Some EU member states felt closer to Kremlin than Brussels. This openly undermined the EU policy of sanctions against Russia.

Similarly, a large number of EU member states have been mesmerised by the economic power of China and refuse to follow a common European policy that would protect the bloc from an economic invasion with questionable long-term benefits.

The refugee and migration crisis exposed not only the lack of solidarity among EU member states but also the total absence of the EU fundamental values from some governments. The racist approach advanced by Hungary and Italy (during the coalition government between the far-right and the populists) – to mention just two cases – damaged seriously the EU’s capacity to defend the human rights and the rule of law around the world.

Concerning respect of the rule of law, the EU did not avoid many instances violating judicial independence and media freedom, of incurable corruption including the looting of EU’s money and large-scale social exclusion. Was the EU able to require member states to follow EU principles or to apply the appropriate measures against the transgressors? No!

In the case of the Iraq and Syrian crisis, the EU experienced an unprecedented refuge wave. Unfortunately, the EU did not have a prime level role leaving the decisions to Russia, the US, Turkey, Iran and Syria.

Recently the continuing civil war in Libya once again proved there is a deep gap between the EU policy decided in Brussels and defended by the High Representative of the Union for Foreign Affairs and the policy every single member state considers best to advance its national interests.

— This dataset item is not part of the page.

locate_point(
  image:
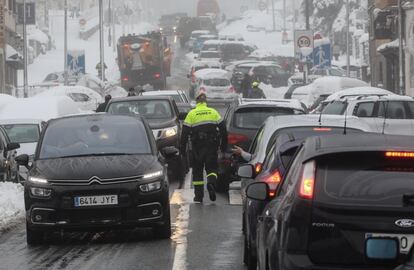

It is without a doubt that the war in Libya is another case of proxy war in the neighbourhood. The government of Libya is supported by Turkey, Qatar and the Muslim Brotherhood while the rebels by Egypt, the Saudi Arabia, the UAE and the Salafist milieu.

However, the government of Fayez al-Sarraj is recognised by both the UN and the EU. This means if we still believe in the Union, the EU member states should follow a common policy that would support the legitimate government and would condemn the rebels.

This is not the case. We experienced a disorderly situation in which Brussels recognised the government of Tripoli even though some EU member states officially followed the common line and supported the rebels.

Without the goal of integration, the goal of a politically united Europe, the EU is deprived of the moral and political legitimation to impose its presence and defend its interests

Why did this happen? One reason is that narrowly understood national interests are in competition with those of the EU. For instance, France, Italy and Greece have their own agenda and their own alliances in the region that impose practices distant from the common policy.

The fact is that without the goal of integration, the goal of a politically united Europe, the EU is deprived of the moral and political legitimation to impose its presence and defend its interests.

Without a doubt, the EU – with its huge market of half a million citizens – is a considerable power. Its political system based on specific values – at least in the majority of member states – provides the Union with a set of unique characteristics. However, it is just an economic power and not a political one.

As for national governments, they will unilaterally decide for their internal and foreign policy, contract alliances disdaining the common interest which is in the interest of the EU, as an idea, structure and institution. This will be permanently undermined. Taking into consideration that there are many and a wide range of challenges, threats and dangers we face, weakening the EU means carving out a rather gloomy future for its states and citizens.